Déroulement (60 min)

1. Introduction (10 min)

  • Présenter brièvement l’histoire : Saint Pierre Nolasco et les Mercédaires rachetaient les captifs.
  • Expliquer que la “captivité” existe toujours, mais sous d’autres formes (solitude, addictions, pauvreté, exclusion sociale, etc.).
  • Question aux jeunes : “Qu’est-ce qui peut enfermer une personne aujourd’hui ?” (réponses libres, on note au tableau).

2. Activité créative : “Les chaînes invisibles” (20 min)

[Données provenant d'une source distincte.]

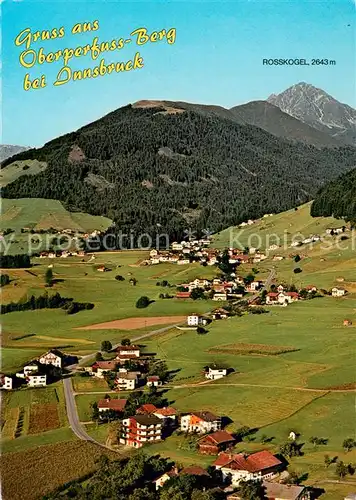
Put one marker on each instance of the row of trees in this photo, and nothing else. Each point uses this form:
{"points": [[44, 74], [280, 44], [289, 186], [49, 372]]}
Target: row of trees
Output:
{"points": [[46, 301]]}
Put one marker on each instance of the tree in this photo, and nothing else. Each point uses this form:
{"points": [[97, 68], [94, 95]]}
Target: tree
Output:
{"points": [[252, 490], [142, 302], [49, 277], [348, 444], [106, 345], [341, 469]]}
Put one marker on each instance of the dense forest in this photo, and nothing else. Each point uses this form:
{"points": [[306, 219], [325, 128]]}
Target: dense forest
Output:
{"points": [[338, 198], [156, 172]]}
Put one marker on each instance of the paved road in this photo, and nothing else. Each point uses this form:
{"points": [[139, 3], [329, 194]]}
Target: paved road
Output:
{"points": [[72, 413]]}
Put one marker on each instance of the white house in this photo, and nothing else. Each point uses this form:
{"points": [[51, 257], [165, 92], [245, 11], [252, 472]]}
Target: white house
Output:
{"points": [[220, 296], [215, 373], [5, 382], [36, 380], [201, 422], [196, 320], [258, 466], [338, 292], [126, 381], [53, 357], [153, 381]]}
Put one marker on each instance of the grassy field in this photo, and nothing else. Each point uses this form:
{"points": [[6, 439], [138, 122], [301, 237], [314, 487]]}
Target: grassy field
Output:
{"points": [[44, 468], [41, 214], [306, 389]]}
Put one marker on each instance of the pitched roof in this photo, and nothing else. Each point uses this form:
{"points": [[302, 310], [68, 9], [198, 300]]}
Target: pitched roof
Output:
{"points": [[217, 437], [285, 491], [166, 412], [146, 408], [253, 463], [105, 365], [112, 404], [146, 419], [194, 470], [207, 416]]}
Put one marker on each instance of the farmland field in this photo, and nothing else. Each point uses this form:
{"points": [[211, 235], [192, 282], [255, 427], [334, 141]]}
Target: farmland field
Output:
{"points": [[292, 367]]}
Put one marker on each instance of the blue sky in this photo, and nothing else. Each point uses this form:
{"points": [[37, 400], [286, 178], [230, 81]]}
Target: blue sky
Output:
{"points": [[216, 58]]}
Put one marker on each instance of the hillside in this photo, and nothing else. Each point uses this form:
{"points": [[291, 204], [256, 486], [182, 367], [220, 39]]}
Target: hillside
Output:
{"points": [[162, 169], [338, 198], [272, 119], [318, 109]]}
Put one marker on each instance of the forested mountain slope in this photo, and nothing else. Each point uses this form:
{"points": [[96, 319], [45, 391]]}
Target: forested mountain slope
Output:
{"points": [[338, 198], [165, 168]]}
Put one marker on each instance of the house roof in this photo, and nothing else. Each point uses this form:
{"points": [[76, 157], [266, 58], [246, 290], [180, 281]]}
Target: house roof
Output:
{"points": [[105, 365], [285, 491], [194, 470], [252, 463], [146, 419], [207, 416], [166, 412], [217, 437], [146, 408], [112, 404]]}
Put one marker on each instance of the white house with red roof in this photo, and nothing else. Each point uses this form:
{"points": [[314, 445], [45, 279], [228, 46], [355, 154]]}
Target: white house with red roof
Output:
{"points": [[200, 421], [258, 466]]}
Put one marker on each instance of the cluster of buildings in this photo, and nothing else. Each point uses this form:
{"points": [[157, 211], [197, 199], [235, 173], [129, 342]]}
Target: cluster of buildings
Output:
{"points": [[219, 289], [36, 372], [126, 379]]}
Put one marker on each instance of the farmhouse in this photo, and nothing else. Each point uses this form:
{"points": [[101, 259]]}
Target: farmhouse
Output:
{"points": [[99, 368], [126, 381], [201, 422], [36, 380], [220, 313], [132, 350], [5, 382], [260, 465], [117, 405], [277, 491], [214, 373], [153, 381], [196, 320], [168, 415], [338, 292], [214, 443], [52, 357], [141, 429]]}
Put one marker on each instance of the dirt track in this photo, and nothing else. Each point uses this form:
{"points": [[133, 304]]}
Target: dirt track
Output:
{"points": [[134, 323]]}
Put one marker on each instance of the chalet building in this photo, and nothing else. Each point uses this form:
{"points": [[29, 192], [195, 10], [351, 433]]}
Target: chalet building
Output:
{"points": [[168, 415], [52, 357], [117, 405], [183, 295], [258, 466], [99, 368], [220, 313], [213, 444], [277, 491], [129, 350], [214, 373], [141, 429], [201, 422], [338, 292], [153, 381], [126, 381], [36, 380], [146, 409], [5, 382]]}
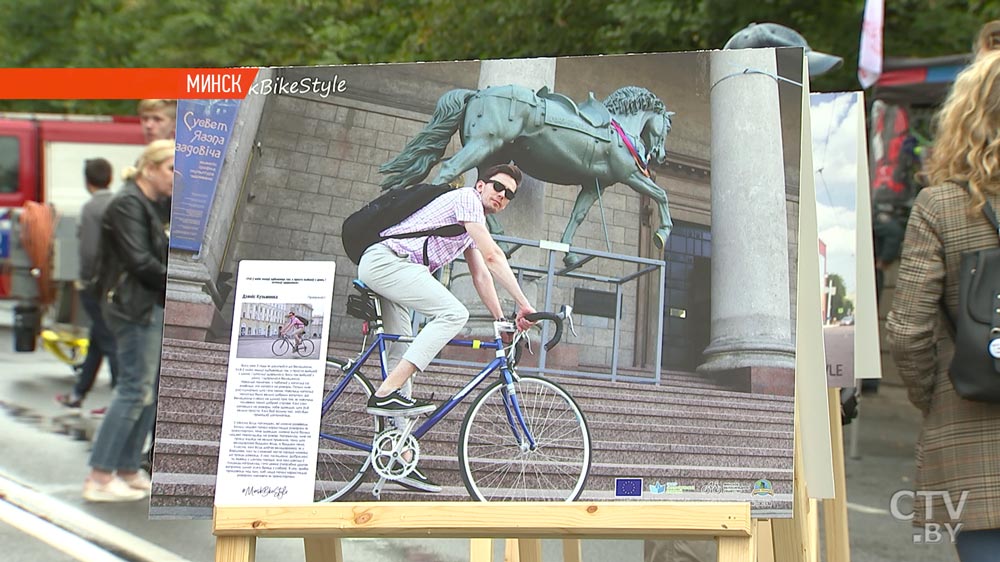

  • Distribuer de longues bandes de papier ou de rubans.
  • Chaque participant écrit sur une bande une “chaîne” qui existe aujourd’hui (ex. : harcèlement, peur, manque de confiance, guerre, pauvreté…).
  • On assemble ces bandes en formant une grande “chaîne” visible.
  • Discussion : Comment peut-on aider à briser ces chaînes ?

3. Gestes de libération (20 min)

  • Chaque jeune reçoit une paire de ciseaux.
  • Chacun coupe symboliquement un maillon de la chaîne, en disant une action concrète qu’il peut poser pour aider à libérer quelqu’un (ex. : écouter un camarade, soutenir une association, refuser d’exclure, partager, encourager…).
  • On affiche ensuite les “gestes de libération” sur un panneau ou un arbre de papier.

4. Clôture et prière (10 min)

  • Temps de silence : chacun pense à une personne (proche ou inconnue) qui vit une forme de captivité.
  • Courte prière commune :

Seigneur de miséricorde,
tu nous invites à voir les chaînes qui enferment nos frères et sœurs.
Donne-nous un cœur attentif,
des mains prêtes à agir,
et la joie de participer à la libération de ceux qui souffrent.
Fais de nous des artisans de paix et de liberté. Amen.